# Comercial hash extraction



## naturalhi (Jun 22, 2006)

Don't remember where I saw this so I can't give the inventer credit, hope they don't get mad if I share it! 

If you got a LOT of trim or shwag and wanna run it thru screens, do what I do:
Make a tumbler from a yardsale dryer

All you gotta do is find a used clothes dryer, doesn't matter if its gas or electric, as long as the drum still turns... Heat dont matter..
First you take the dryer apart and remove the drum...
Next, you use an airbody saw, or a dremel/grinder with a cut off wheel to cut (3) "windows" in the circumfrence of the drum. Space these evenly at 120* apart. Leave about 3" of material between each window.
Once you have the windows cut, get yourself some 120micron or 75micron or whatever grade screen you want (nylon screen)...
Wrap the screen around the drum until it overlaps itself 2 inches... At each place between the windows in the drum, use a pop rivet and a washer to attach the screen to the drum. Epoxy also helps to hold it in place w/the pop rivets...

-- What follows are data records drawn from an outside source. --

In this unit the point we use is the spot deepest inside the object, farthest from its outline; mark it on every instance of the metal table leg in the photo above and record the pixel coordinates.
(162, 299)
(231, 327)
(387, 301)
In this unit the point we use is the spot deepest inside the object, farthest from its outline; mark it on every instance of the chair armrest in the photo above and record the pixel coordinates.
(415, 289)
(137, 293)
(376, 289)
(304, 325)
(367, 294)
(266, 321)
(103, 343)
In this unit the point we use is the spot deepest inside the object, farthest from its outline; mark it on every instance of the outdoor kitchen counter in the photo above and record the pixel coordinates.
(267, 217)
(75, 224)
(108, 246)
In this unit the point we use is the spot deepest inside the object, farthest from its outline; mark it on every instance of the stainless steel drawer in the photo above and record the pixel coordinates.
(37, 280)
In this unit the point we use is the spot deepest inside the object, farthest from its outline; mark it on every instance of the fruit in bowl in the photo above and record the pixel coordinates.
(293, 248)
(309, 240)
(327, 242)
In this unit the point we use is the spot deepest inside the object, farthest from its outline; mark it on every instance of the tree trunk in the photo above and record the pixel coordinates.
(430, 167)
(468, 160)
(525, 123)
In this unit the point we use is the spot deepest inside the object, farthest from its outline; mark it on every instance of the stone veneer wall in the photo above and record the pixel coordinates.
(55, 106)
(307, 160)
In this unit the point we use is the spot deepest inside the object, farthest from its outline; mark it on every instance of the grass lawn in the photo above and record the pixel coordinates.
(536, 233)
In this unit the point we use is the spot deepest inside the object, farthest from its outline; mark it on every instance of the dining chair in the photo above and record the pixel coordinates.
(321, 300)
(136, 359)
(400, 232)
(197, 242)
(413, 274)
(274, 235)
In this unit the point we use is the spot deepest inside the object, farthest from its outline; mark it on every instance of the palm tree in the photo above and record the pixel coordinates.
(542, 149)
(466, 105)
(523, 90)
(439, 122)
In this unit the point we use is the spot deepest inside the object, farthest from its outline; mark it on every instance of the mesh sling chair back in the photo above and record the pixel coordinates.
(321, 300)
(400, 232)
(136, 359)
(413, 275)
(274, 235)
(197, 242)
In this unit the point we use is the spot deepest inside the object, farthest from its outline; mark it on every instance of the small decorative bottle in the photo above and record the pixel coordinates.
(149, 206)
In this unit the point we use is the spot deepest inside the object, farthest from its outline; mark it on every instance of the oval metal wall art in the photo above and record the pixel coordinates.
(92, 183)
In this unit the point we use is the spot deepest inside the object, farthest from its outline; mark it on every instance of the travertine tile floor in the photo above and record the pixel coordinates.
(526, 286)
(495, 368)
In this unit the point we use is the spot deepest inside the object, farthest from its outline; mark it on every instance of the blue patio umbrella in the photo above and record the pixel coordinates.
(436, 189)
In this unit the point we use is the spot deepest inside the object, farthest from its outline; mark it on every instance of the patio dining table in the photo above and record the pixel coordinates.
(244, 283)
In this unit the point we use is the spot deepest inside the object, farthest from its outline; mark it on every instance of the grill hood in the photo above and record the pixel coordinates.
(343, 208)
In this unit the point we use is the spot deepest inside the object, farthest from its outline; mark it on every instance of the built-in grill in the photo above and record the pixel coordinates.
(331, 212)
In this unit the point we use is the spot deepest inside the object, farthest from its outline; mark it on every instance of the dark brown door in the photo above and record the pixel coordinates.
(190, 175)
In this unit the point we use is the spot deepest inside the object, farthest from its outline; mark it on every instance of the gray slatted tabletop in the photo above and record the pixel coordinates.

OK now, you'll have a dryer drum that looks like a cracked out bingo machine.....

Put it back in the dryer case and hook the belt back up, now put in about a pound or 20 of your favorite trim/shwag and toss a cue ball or a rock in with it.
Set the dryer to tumble for 2-3 hours. Put a large cookie/baking sheet (or 2) under the drum from the front of the dryer.

Thats all there is to it... In a couple hours time you'll have a nice big PILE of trichs on your cookie sheets....


----------



## THE BROTHER'S GRUNT (Jun 22, 2006)

*Nice thread man. Have you built one of these yourself? I'm gonna move this over to the DIY section of the forum. *


----------



## naturalhi (Jun 22, 2006)

No I haven't got that much to sift through, but I did put another smaller one in the hash area also you might want to move it here too!


----------